I loved this book. And the Amazon page says there will be more CatNet books, about which I am super excited. So please ignore the cover and give it a try.

(Welcome to post 2 of my dreck writing. I apologize. I make no quality promises for at least a month.)

Thank you Netgalley for sending me an advance review copy of this book before it came out months and months ago.

Monday, May 11, 2020

New Kindle, New You

I have a full dozen unposted drafts, because I haven't written in so long that everything I write is dreck. See this? This is dreck.

But the only way out is through, so from now on I'm posting a tiny bit of dreck all the dang time. I've got a backlog of reviews to do (literally years of neglected ARCs) so let's make this happen.

So the book I currently haven't quite finished is called Nothing Can Hurt You, by Nicola Maye Goldberg. I was expecting a straight-up standard thriller or mystery--you've got a murdered girl in the woods outside a small college town and her loving boyfriend, high on LSD and mood stabilizers. Is it open and shut but-we-were-wrong? Is it going to be a courtroom drama, where the clever defense attorney will put the police to the test? Will the other serial killer arrested just a few weeks before in the same town be related?

Whatever I thought I was getting, this is not it. This whole novel is a series of vignettes, barely interconnected, all about people tangential to the events. It's very well written, and I'm enjoying it a lot, but it's such a strange beast of a book that I am having trouble imagining its market.

The book opens introducing a woman who moved to the small town because of a strange medical condition, whose marriage is on the rocks. We follow her through entertaining her husband's coworker, a fight with her husband, an angry walk in the woods--when she finds a body--Sara's.

Next we meet a totally different character a thousand miles away. We get to know her in rehab, and why she's there, and about her life and personality. We get a little invested in her rehab, and are concerned about the crush she develops on a fellow patient, who is rumored to have killed his girlfriend. Which he admits to; he was high on LSD.

And then we jump forward. We flash around, meeting the dead girl's half-sister, who barely remembers her, 15 years later. A reporter covering the murder trial, whose section is mostly about her fraught relationship with her mother. A teenager who Sara used to babysit for, whose lonely high school life leads her, in a sideways fashion, to a correspondence to the other murderer who was active in the town at that time. The guilty boyfriend's nanny, many years later when he has children of his own.

There's no mystery here; we know who did what and when. We even know why, because mental illness and contraindicated drugs leave it pretty obvious. We're not angry, necessarily, but we are maybe as befuddled as all these people who are trying to make sense of a world that has such a horrible crime in it.

I liked this book very much--which is impressive for a book that is carried so heavily on its writing. Each section is a really thoughtful dive into a character, sympathetic and clear-eyed. There are no bad guys here; everyone's doing their best, although some of their bests aren't very good.

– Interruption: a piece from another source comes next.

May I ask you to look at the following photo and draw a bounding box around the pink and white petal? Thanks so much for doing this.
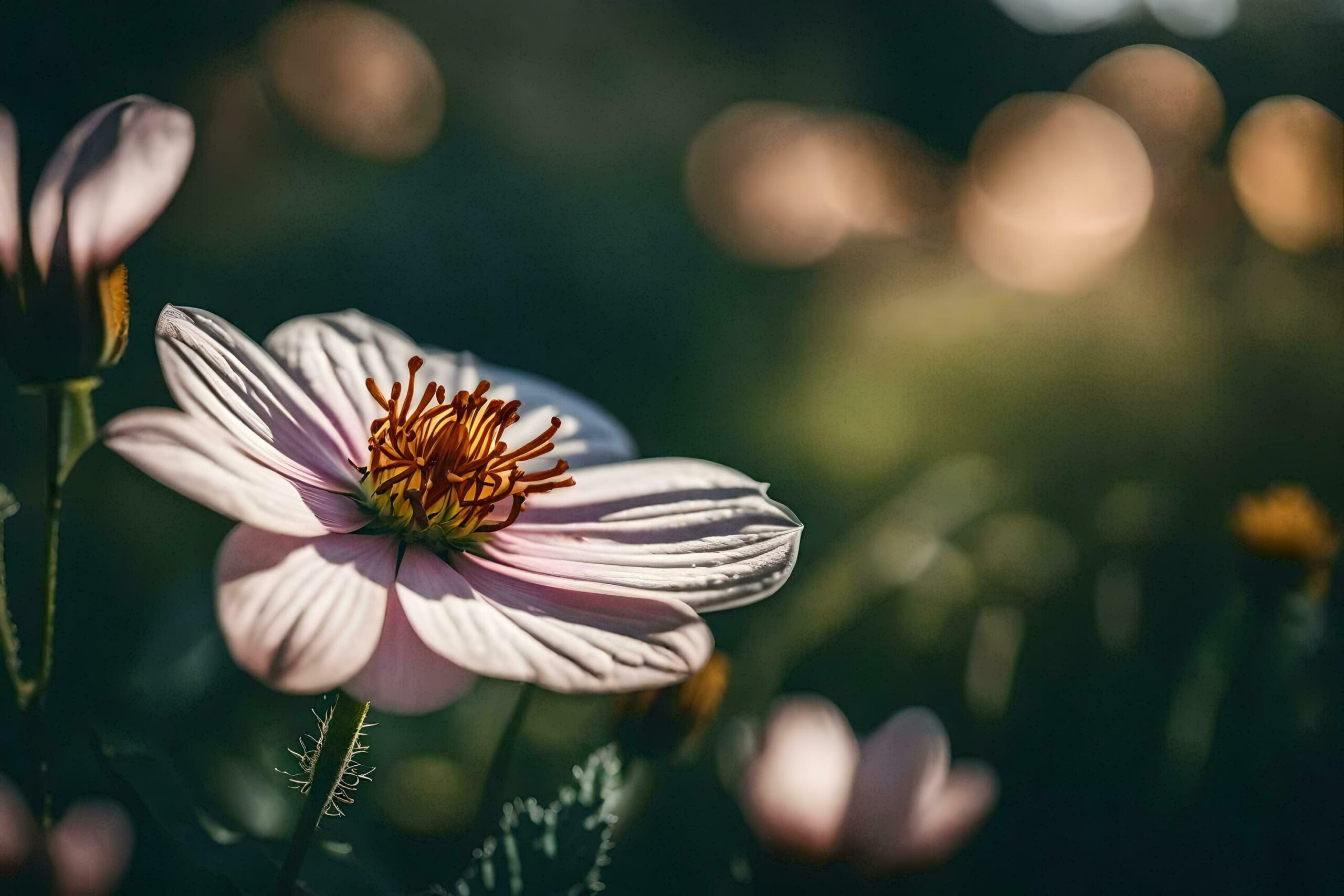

But it's so far from what I expected when I picked it up, and from what I think most people expect when they look at a book about a murdered girl in a small town, I worry that it'll have a hard time finding its audience. This is a book for people who know that a murder like this isn't something that disappears after the show ends in an hour--it changes everyone around it, in every kind of way, for the rest of their lives.

Thank you to Netgalley for a review copy of this book.